Pure Roadside America

Sorry, señor: Pedro says the Hat is closed. But everything else is wide open at South of the Border.

Sorry, señor: Pedro says the Hat is closed. But everything else is wide open at South of the Border.

DILLON — When the concept of the summer vacation stormed America in the late 1940s, it fired up the imagination of people stuck on the road to “there.” Dreamers created roadside attractions to snare all that loose change rolling right past them. That other change, however, caught up with them. All these years later, all across the United States in the middle of nowhere, you’ll see aging spectacles that gave highways character, rest stops that kids refused to let their parents pass. Visit these relics of the road and you can hear rust crackling. Cars roll on by and maintenance funds ride with them. Roadside attractions, welcome to the end of the road.

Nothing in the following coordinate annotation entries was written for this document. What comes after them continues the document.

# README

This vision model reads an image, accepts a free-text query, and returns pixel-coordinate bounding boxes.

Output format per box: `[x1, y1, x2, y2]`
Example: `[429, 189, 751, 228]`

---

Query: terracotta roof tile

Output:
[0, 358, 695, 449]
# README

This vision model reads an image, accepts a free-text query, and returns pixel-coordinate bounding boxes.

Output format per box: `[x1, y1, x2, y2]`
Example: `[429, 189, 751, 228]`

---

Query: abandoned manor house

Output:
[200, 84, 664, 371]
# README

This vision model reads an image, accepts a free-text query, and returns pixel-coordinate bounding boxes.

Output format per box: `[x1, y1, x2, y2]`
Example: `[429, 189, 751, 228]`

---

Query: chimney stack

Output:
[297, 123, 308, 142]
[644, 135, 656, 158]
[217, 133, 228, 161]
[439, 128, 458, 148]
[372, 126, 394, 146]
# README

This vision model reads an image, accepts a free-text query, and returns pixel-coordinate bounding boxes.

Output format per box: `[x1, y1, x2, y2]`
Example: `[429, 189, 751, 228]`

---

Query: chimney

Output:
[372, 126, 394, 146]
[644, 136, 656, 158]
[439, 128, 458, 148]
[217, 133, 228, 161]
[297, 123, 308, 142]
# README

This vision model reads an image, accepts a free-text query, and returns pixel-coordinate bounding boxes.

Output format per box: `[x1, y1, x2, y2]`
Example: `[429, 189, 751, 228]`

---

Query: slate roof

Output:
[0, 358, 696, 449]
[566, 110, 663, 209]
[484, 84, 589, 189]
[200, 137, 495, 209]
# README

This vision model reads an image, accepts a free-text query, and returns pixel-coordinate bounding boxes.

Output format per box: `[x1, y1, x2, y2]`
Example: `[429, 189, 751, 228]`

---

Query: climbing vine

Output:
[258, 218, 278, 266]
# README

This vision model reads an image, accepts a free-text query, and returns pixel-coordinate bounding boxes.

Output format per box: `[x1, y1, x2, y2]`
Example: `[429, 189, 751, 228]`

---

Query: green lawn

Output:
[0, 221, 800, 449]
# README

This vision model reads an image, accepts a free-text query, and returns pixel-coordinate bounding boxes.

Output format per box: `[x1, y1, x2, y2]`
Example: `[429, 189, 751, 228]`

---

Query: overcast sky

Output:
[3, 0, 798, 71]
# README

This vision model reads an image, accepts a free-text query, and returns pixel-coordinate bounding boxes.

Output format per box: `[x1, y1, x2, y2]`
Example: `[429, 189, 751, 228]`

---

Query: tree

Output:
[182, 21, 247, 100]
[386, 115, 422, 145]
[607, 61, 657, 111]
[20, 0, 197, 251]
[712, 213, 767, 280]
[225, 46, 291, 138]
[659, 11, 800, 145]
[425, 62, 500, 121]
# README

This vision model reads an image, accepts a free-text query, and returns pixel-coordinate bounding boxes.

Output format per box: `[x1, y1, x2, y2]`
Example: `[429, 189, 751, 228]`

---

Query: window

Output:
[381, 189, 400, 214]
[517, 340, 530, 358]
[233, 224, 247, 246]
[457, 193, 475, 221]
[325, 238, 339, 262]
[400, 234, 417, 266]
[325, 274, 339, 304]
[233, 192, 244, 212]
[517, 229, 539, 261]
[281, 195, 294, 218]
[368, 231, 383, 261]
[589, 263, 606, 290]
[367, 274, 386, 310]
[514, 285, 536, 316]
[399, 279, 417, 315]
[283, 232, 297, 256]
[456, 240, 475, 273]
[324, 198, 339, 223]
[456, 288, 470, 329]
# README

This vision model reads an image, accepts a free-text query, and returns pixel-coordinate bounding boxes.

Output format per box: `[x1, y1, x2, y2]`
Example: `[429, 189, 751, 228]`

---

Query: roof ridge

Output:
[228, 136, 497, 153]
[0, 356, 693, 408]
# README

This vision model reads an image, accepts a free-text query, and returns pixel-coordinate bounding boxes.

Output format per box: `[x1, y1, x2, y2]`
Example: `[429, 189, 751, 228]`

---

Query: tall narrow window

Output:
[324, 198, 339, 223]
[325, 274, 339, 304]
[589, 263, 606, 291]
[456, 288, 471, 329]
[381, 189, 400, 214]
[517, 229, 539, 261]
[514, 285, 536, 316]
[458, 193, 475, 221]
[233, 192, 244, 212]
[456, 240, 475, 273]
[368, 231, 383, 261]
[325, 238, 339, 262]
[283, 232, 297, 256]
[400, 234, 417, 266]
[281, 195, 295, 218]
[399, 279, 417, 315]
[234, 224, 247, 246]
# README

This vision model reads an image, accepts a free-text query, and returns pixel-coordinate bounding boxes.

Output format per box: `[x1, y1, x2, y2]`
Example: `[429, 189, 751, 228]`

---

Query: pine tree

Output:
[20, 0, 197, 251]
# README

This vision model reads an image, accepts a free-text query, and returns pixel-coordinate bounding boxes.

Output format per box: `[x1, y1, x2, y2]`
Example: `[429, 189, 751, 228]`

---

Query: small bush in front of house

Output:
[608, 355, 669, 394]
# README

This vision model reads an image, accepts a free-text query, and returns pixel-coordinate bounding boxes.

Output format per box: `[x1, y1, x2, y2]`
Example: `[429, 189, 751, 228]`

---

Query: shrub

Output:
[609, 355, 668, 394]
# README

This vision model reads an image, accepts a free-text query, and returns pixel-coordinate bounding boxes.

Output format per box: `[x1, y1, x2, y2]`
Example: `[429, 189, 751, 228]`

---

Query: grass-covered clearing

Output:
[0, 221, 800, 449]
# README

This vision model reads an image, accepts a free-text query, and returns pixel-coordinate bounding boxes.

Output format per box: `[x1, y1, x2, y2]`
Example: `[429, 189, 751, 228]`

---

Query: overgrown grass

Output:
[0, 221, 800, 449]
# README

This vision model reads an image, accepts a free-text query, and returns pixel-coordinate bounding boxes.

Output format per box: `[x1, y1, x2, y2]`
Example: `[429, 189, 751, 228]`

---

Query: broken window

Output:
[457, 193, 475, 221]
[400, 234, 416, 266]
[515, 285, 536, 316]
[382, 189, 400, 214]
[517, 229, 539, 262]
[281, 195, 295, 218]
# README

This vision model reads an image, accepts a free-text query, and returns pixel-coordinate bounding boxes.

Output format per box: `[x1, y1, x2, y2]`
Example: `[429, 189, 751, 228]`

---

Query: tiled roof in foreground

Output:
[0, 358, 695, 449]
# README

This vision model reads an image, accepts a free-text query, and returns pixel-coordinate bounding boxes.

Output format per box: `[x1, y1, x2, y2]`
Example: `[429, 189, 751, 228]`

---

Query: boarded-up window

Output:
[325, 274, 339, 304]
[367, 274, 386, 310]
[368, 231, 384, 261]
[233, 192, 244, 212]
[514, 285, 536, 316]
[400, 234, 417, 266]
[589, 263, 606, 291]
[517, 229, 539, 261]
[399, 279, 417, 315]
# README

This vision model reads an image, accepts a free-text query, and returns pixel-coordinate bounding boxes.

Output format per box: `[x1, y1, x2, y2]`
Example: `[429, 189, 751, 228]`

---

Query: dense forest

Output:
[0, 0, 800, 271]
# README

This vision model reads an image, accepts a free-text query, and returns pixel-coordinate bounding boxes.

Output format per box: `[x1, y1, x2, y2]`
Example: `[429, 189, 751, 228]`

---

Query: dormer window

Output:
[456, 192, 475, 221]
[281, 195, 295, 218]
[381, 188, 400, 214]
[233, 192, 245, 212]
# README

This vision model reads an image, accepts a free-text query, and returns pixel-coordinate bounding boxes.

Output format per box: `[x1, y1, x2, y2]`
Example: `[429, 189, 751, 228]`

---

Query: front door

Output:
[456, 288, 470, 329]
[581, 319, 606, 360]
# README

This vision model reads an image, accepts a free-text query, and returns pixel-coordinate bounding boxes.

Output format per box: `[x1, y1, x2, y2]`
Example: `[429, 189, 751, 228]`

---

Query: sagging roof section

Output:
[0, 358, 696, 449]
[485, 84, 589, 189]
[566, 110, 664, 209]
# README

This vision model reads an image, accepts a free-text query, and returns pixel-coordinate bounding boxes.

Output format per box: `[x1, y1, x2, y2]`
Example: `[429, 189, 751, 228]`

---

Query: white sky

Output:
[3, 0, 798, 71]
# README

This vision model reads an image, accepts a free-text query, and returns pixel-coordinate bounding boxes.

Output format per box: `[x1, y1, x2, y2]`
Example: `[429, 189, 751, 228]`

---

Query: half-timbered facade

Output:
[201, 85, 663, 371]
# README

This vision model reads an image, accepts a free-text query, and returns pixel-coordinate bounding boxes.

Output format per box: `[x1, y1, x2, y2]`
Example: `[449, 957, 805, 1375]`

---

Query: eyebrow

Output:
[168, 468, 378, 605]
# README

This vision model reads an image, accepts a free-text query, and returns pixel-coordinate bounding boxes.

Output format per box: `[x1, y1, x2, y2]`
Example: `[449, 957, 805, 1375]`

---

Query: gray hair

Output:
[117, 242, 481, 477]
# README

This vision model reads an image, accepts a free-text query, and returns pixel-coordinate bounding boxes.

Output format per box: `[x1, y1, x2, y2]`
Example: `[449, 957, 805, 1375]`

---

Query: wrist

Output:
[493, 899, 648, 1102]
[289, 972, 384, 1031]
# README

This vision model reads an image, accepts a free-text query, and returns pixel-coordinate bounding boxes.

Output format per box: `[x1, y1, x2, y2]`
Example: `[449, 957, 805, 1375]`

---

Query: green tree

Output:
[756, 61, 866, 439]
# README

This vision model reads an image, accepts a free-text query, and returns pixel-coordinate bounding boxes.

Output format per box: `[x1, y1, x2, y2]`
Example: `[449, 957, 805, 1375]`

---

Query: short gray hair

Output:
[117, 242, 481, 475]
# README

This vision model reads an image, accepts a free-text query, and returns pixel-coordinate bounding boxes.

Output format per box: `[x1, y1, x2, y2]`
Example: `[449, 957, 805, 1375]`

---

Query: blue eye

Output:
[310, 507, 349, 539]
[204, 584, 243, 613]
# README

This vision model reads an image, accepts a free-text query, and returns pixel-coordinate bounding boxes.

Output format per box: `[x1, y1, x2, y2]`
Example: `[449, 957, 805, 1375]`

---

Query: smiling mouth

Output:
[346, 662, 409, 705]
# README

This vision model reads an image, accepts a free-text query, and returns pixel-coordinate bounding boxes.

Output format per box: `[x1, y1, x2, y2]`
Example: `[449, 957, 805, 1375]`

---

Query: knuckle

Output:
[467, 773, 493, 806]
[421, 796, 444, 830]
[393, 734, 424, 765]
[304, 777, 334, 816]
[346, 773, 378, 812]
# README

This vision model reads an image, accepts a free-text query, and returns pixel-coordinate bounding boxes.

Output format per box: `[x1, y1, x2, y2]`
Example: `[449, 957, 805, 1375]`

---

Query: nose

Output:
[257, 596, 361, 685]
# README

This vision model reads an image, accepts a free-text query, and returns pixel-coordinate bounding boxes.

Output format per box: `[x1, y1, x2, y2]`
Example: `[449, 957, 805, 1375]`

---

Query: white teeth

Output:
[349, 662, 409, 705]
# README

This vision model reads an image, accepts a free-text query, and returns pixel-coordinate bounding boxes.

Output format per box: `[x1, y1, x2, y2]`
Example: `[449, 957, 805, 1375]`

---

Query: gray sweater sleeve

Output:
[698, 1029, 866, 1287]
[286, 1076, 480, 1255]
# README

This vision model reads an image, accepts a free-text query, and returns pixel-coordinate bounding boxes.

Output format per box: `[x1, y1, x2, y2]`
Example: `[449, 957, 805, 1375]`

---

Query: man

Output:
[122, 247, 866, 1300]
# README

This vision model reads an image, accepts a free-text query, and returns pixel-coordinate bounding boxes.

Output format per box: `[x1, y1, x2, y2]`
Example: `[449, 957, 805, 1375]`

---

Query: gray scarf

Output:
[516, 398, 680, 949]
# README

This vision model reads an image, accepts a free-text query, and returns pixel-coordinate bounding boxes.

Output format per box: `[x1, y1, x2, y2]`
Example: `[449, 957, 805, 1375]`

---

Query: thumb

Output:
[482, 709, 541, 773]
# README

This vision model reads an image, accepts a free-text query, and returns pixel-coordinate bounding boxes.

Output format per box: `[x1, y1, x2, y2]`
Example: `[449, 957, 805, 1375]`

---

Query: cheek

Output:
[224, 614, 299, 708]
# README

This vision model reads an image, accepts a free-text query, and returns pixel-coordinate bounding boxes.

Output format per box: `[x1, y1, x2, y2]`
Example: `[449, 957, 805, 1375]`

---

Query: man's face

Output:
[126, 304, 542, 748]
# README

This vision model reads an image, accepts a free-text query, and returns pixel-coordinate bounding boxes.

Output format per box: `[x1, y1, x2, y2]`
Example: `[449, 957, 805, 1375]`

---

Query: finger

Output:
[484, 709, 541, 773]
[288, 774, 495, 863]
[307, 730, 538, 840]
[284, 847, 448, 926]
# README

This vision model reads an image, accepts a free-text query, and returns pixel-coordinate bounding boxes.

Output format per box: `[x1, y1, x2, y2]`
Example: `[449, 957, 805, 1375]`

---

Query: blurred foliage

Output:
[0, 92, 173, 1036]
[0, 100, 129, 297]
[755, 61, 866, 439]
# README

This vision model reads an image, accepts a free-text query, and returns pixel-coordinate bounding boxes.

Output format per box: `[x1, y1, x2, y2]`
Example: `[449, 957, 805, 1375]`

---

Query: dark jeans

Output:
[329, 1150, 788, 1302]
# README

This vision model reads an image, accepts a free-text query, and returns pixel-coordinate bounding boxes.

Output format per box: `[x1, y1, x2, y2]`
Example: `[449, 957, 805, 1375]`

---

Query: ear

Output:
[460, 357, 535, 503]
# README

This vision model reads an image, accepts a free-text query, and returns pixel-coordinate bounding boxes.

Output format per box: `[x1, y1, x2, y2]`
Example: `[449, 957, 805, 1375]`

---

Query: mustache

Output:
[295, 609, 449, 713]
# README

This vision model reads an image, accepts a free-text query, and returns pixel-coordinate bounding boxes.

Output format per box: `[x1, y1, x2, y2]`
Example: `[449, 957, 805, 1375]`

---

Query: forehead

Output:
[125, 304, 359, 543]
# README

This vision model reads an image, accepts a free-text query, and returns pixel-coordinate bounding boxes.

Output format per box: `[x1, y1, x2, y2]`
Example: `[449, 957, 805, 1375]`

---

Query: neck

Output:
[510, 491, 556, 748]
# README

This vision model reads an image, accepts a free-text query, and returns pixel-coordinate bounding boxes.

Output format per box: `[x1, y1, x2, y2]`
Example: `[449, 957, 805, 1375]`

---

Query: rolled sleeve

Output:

Two hours to the east you can see a most unique roadside attraction, South of the Border. Recently I drove to Apex, N.C. My daughter, Becky, and her two children went with me to visit my other daughter. Becky left Atlanta earlier at 7 a.m. By 3 p.m., the children had been in a car for over seven hours. To say they were restless is an understatement.

As soon as we left I-20 for I-95 crazy billboards appeared, hyping a pseudo-Mexican character, “Pedro.” Fluorescent orange, green, red and yellow text, suggestive of the tropics, covered the billboards and campy word play added a corn pone element. One billboard held a huge link sausage, reading: “You never sausage a place. (You’re always a wiener at Pedro’s.)”

The star of South of the Border is the 165-foot high Sombrero Tower. The kids had never seen South of the Border. As we approached North Carolina, the Sombrero Tower rose into the Pee Dee sky. “Y’all want to climb the tower?” I asked. I don’t have to tell you the answer.

Pulling in I felt we were driving back into the 1950s. We parked and went into the building over which the Sombrero Tower reaches skyward. I asked the attendant if we could climb the tower. “It’s closed,” she said. “Probably always will be.”

Perhaps maintenance funds had dried up. Disappointment set in. I had taken my daughters up the tower when they were children and I wanted to repeat this bit of family history. Plus it would have done the kids good to burn some energy. After throwing some money in one of those “grab a stuffed toy with a claw” games, we left.

South of the Border is the first thing southbound Northerners see of South Carolina. Their first impression of the state, known for Charleston, mountains and its haunted lowcountry, is that of a campy Mexican village. Despite the kitsch, I like the place and am glad the politically correct crowd leaves it alone. Maybe they think it will become a ghost town from Cormac McCarthy’s “The Road.”

The old magic persists. When my grandkids saw the place they thought they had landed in Disney World. I suggest you visit this one-time oasis that sprang from beer, fireworks, reptiles and more. See roadside Americana in the making.

If You Go …

Make it to I-20, then I-95 north, and look for the signs. If you cross the N.C. state line, amazingly you somehow missed SOB.